Now let’s make things really easy. Let’s set **T1** to a fixed number of clock cycles based on a power of 10, say 1000. Further, let’s use a **Vref** that is also a power of 1o, say 1V. That means:

## V = 1 volt ( T2/1000 )

So let’s take an unknown voltage and integrate it for 1000 clock cycles. Then start counting clock cycles while integrating a fixed negative 1V reference voltage. We wait until the integrated value reaches zero, at which point we stop counting the clock cycles. Now suppose we happen to count 1250 cycles for **T2**. Then **V** = 1volt x 1250/1000 or 1.250V. Because of our cleverly arranged constant values, a direct decimal representation of the unknown voltage is sitting right there in the clock counter. All we have to do is simply display the counter value in a nice digital display, and put the decimal point in the right place.

At this point, we have not covered what kind of real-world electronic circuitry can perform these operations. So in the next “DMM Basics” post we’ll take a look at the ICL7106 ADC and LCD driver chip (datasheet). In the meantime, have a look at this excellent video on op-amp basics, in particular the integrator circuit.

Hope you dont mind, but ive stolen this page with a web page to pdf firefox plugin.

Its not often someone describes this subject without making my brain hurt lol.

Also i have knicked a copy of the 8050 led display conversion, as i have one as you know.

Anything i copy from your site is just for my learning 🙂

If you find it useful, by all means snag a copy.
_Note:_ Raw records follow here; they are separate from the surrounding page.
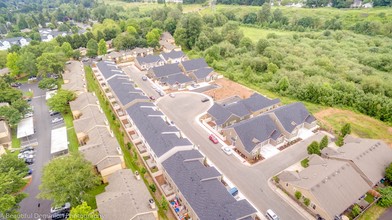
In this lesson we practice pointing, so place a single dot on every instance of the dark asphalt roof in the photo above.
(166, 70)
(293, 115)
(160, 136)
(260, 128)
(238, 109)
(195, 64)
(148, 59)
(109, 69)
(257, 102)
(176, 78)
(203, 72)
(173, 55)
(220, 114)
(125, 90)
(202, 189)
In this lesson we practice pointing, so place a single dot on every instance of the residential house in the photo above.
(153, 133)
(125, 198)
(7, 43)
(331, 185)
(227, 114)
(173, 57)
(250, 136)
(148, 62)
(199, 191)
(5, 134)
(291, 118)
(167, 43)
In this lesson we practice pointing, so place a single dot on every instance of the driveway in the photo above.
(251, 181)
(29, 206)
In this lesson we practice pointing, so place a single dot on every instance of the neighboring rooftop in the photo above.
(125, 198)
(256, 130)
(202, 188)
(292, 115)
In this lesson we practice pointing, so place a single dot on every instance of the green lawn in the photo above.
(90, 195)
(15, 140)
(72, 138)
(373, 213)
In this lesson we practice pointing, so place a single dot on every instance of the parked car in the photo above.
(205, 99)
(213, 139)
(58, 119)
(227, 150)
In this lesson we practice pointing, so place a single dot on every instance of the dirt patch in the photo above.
(363, 126)
(228, 89)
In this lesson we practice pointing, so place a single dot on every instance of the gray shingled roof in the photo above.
(148, 59)
(166, 70)
(161, 136)
(260, 128)
(125, 90)
(257, 102)
(335, 184)
(292, 115)
(195, 64)
(124, 198)
(176, 78)
(202, 189)
(203, 72)
(220, 114)
(173, 55)
(109, 69)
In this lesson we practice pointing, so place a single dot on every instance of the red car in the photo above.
(213, 139)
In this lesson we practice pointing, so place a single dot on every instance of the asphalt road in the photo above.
(251, 181)
(29, 207)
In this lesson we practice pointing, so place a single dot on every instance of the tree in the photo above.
(92, 48)
(102, 47)
(298, 194)
(324, 142)
(47, 83)
(67, 49)
(314, 148)
(356, 210)
(388, 172)
(12, 63)
(83, 211)
(67, 179)
(346, 129)
(60, 101)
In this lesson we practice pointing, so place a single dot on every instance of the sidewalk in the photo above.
(290, 202)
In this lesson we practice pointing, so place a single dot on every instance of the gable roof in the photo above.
(166, 70)
(370, 156)
(194, 64)
(336, 185)
(148, 59)
(125, 198)
(159, 135)
(203, 72)
(202, 188)
(257, 102)
(173, 55)
(255, 130)
(292, 115)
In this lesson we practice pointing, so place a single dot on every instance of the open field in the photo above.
(361, 125)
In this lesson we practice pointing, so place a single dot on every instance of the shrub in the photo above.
(298, 194)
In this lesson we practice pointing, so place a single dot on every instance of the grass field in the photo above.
(373, 213)
(361, 125)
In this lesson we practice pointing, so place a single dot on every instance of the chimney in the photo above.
(137, 175)
(152, 203)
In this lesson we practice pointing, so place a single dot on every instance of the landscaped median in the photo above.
(133, 161)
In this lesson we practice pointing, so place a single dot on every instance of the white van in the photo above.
(271, 215)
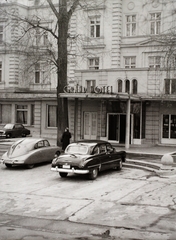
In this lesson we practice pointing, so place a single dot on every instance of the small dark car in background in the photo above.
(88, 157)
(14, 130)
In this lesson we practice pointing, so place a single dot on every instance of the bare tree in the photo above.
(57, 34)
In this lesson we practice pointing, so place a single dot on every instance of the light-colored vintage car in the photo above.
(14, 130)
(30, 151)
(88, 157)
But I retain the movie rights.

Im about to show my lack of intellegence now 🙂

I had to skip most of your text as i have to visualise the process and i lose track with

the complex discription side, im a bit thick you see lol.

For standing dc voltage in a multimeter only, nothing else.
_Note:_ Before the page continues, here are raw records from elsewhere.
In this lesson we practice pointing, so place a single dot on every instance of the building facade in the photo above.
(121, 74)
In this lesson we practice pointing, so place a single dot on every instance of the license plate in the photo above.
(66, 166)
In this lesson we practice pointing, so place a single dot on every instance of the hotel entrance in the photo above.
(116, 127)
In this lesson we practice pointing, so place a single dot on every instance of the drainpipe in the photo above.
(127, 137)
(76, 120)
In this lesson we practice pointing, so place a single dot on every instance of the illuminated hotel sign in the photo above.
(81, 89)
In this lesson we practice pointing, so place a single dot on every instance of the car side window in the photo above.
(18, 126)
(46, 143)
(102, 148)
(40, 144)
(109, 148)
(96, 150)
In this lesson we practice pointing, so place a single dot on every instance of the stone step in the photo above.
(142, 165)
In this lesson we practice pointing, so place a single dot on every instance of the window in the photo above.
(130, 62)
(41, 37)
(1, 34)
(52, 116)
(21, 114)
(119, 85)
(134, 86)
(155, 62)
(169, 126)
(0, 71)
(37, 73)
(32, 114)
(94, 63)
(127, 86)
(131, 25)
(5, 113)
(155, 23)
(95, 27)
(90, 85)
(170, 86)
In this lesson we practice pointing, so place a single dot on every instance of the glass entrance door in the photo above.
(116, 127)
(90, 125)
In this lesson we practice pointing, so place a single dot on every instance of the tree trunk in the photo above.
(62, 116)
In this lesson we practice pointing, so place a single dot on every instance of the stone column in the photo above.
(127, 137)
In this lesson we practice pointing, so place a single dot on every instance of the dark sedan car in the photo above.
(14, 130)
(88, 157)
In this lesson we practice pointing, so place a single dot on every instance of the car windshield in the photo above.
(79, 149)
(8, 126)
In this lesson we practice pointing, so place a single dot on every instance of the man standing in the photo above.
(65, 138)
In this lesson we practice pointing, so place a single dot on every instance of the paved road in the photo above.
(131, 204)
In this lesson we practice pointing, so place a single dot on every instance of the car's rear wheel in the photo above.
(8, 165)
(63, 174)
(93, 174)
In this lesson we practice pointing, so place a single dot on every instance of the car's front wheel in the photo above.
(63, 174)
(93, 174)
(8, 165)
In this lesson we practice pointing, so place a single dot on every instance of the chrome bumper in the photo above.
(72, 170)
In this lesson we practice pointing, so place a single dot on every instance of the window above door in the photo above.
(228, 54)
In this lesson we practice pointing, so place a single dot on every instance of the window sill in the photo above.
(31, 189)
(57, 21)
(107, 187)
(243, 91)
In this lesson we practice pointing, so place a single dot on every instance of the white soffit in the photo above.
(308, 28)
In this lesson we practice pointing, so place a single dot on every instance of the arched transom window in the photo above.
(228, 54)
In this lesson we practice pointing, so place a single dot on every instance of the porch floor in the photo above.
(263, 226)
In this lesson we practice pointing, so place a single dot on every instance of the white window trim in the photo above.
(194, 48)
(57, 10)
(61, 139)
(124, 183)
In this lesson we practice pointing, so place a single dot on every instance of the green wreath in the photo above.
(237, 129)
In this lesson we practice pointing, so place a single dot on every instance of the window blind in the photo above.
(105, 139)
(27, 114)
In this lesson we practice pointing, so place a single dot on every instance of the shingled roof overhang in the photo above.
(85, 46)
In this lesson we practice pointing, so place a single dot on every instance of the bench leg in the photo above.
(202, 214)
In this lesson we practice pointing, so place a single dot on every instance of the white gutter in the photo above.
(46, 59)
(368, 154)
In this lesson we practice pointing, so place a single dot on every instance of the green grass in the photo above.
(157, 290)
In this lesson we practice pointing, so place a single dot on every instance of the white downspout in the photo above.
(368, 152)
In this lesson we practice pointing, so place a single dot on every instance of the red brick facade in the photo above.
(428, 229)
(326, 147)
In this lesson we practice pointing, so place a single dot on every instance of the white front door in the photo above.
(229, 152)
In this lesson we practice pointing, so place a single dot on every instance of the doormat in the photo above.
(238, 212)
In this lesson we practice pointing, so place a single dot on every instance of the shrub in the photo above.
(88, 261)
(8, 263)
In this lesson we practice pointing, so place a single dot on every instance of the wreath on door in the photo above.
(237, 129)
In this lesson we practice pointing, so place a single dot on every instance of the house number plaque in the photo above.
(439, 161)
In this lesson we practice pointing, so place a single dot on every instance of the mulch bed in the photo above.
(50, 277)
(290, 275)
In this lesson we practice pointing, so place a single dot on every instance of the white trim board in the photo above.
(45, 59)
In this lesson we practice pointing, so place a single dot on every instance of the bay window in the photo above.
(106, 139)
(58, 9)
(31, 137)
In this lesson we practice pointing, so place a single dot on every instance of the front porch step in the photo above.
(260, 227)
I saw the integrator to be like a constant current generator, so when the input voltage is applied it is used for a set number of clock cycles to charge a capacitor with constant

current, so the charge voltage stored is done in a linear way.

The Discharge side does the same thing but with the reference voltage inverted

(ref capacitor charge reversed via switches), and the clock cycles are counted untill

a voltage threshold trigger point is reached, then the clock cycles are displayed.

Im sure im so so wrong in many ways, but my limited intellegence sometimes blinds

me to seeing things the way they actually are.

Your text is saved, its important for me to get my head around it one day :-))

Not wrong at all. I would just add that the integrator is really a voltage-to-current converter, so that the integrating capacitor charge current actually varies with the input voltage, remaining constant only if the input voltage remains constant.

And for the “discharge” (de-integrate) side, the charge voltage threshold is the point where V x T1 = Vref x T2, which will be zero assuming the “charge” (integrate) phase started at zero.

Ahh thankyou, a voltage to current converter.

Makes even better sense now 🙂

Thanks for the reply 🙂

Hi ModemHead,

Recently I started an article about multimeter for my blog (totally non-commercial and ad free) and found that your article is just what I’m looking for on subject of ADC.

I like your style of explaining things and like to translate yours into Korean instead of writing my own, so I wonder if it’s okay with you and give me a permission to do that? I’ll provide your credit on the article and direct link to your site

so that anyone who’s interested in original author could visit your blog.

I’ll be waiting for your reply soon. Thanks.

White Turtle from South Korea

Hello White Turtle,

Thanks for your interest in my article, I’m very glad you find it useful. You have my permission to use it as you described, and good luck with your project.